CVE-2026-20402 is a vulnerability classified under CWE-787 (Out-of-bounds Write) found in the modem component of various MediaTek chipsets, including models MT2735 through MT8797. The root cause is improper input validation, which allows an attacker controlling a rogue base station to send specially crafted data to the modem, triggering an out-of-bounds write. This memory corruption leads to a system crash, resulting in a denial of service (DoS) condition on the affected device. The attack vector is remote over the air interface (AV:A), requiring no privileges (PR:N) and no user interaction (UI:N). The scope is unchanged (S:U), and the impact is limited to availability (A:H) with no confidentiality or integrity impact. The CVSS v3.1 base score is 6.5, reflecting a medium severity. The vulnerability affects a broad range of MediaTek chipsets widely used in mobile devices and IoT products. Although no exploits are currently known in the wild, the potential for disruption exists if attackers deploy rogue base stations to target vulnerable devices. A patch identified as MOLY00693083 addresses the issue, though no direct patch links are provided. This vulnerability highlights the risk of rogue base station attacks exploiting modem firmware flaws to disrupt device availability.

The primary impact of CVE-2026-20402 is a remote denial of service affecting devices with vulnerable MediaTek chipsets. This can cause affected devices to crash or become unresponsive, disrupting communications and potentially impacting critical services relying on these devices. Since exploitation requires no user interaction or privileges, attackers can cause widespread disruption if they control rogue base stations in proximity to targeted devices. This is particularly concerning for mobile network operators, IoT deployments, and industries relying on continuous connectivity such as telecommunications, transportation, and emergency services. The lack of confidentiality or integrity impact limits data breach risks, but availability loss can degrade user experience and operational continuity. The broad chipset coverage increases the attack surface globally, especially in regions with high MediaTek device penetration. Organizations may face service outages, customer dissatisfaction, and increased operational costs due to mitigation and recovery efforts.

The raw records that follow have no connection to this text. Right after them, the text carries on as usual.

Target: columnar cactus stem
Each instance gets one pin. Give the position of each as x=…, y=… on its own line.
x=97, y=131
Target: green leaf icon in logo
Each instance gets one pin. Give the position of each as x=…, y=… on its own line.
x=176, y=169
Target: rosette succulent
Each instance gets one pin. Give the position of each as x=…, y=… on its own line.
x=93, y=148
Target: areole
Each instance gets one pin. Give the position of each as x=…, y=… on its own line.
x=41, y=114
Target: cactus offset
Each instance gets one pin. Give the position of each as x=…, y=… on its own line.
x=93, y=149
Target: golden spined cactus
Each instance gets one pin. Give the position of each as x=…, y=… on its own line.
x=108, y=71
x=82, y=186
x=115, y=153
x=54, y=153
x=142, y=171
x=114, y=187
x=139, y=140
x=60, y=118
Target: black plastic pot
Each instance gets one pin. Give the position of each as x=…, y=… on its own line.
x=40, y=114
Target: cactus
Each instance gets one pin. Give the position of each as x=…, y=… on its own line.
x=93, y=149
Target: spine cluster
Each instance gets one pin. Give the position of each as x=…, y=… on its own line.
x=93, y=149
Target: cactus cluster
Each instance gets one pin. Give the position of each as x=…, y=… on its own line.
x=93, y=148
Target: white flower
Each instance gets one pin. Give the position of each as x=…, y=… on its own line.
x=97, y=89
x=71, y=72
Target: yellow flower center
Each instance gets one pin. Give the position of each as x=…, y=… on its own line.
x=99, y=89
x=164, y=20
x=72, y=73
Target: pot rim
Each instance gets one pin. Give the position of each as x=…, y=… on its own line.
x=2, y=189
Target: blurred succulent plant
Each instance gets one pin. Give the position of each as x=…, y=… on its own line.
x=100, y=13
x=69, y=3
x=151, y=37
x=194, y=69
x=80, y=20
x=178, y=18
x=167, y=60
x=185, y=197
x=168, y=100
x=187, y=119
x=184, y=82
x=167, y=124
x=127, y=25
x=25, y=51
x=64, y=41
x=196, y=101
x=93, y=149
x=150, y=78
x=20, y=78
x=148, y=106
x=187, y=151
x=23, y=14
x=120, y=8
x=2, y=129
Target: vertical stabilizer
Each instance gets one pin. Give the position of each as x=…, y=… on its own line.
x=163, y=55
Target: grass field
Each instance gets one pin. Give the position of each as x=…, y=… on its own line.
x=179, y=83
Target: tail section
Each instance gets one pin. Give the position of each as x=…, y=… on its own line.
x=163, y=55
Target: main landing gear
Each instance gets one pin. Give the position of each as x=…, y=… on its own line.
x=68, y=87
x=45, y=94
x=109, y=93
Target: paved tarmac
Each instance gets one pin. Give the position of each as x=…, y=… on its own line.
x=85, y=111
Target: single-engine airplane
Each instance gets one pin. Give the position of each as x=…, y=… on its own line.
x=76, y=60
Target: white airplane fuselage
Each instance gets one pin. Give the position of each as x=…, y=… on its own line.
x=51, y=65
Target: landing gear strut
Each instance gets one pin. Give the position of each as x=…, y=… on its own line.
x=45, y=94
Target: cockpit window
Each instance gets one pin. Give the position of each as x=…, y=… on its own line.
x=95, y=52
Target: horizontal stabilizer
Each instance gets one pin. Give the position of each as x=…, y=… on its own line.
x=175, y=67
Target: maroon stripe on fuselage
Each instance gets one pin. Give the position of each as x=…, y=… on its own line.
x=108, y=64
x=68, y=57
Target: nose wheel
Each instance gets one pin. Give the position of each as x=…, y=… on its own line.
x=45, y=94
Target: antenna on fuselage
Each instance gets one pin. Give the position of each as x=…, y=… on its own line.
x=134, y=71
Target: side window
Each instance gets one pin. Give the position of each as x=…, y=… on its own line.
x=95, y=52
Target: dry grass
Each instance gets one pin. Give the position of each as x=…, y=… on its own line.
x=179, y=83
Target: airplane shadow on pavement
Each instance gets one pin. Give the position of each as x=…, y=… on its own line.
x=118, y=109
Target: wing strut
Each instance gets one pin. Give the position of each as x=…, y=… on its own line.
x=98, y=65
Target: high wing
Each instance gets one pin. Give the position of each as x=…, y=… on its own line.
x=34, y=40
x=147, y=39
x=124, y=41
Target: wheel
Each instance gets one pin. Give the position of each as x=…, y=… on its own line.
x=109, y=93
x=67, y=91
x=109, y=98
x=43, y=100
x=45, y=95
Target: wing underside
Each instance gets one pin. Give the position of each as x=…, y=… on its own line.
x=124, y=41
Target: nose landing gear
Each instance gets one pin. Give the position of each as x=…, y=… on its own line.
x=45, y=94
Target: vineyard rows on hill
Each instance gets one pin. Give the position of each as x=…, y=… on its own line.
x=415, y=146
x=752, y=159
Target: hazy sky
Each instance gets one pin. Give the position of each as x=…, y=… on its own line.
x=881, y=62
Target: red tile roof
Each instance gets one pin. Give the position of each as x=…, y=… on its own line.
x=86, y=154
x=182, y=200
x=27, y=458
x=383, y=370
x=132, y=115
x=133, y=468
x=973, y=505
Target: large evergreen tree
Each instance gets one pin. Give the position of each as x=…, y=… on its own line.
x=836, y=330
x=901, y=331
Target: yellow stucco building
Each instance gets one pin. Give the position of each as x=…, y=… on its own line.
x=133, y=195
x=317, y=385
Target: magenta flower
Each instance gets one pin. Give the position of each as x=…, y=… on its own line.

1. Apply the official patch MOLY00693083 from MediaTek as soon as it becomes available and validated for your devices. 2. Network operators should monitor for and block rogue base stations using advanced detection systems and anomaly-based intrusion detection to prevent attacker-controlled base stations from connecting to user equipment (UE). 3. Device manufacturers should update firmware and distribute updates promptly to end users, ensuring secure update mechanisms to prevent tampering. 4. Implement network-level protections such as mutual authentication and stronger base station verification protocols to reduce the risk of rogue base station exploitation. 5. For critical deployments, consider deploying network segmentation and fallback communication methods to maintain availability during attacks. 6. Educate users and administrators about the risks of connecting to untrusted networks and encourage vigilance for unusual device behavior. 7. Collaborate with mobile network providers to share threat intelligence and coordinate responses to detected rogue base stations. 8. Conduct regular security assessments and penetration testing focusing on cellular modem vulnerabilities and rogue base station scenarios.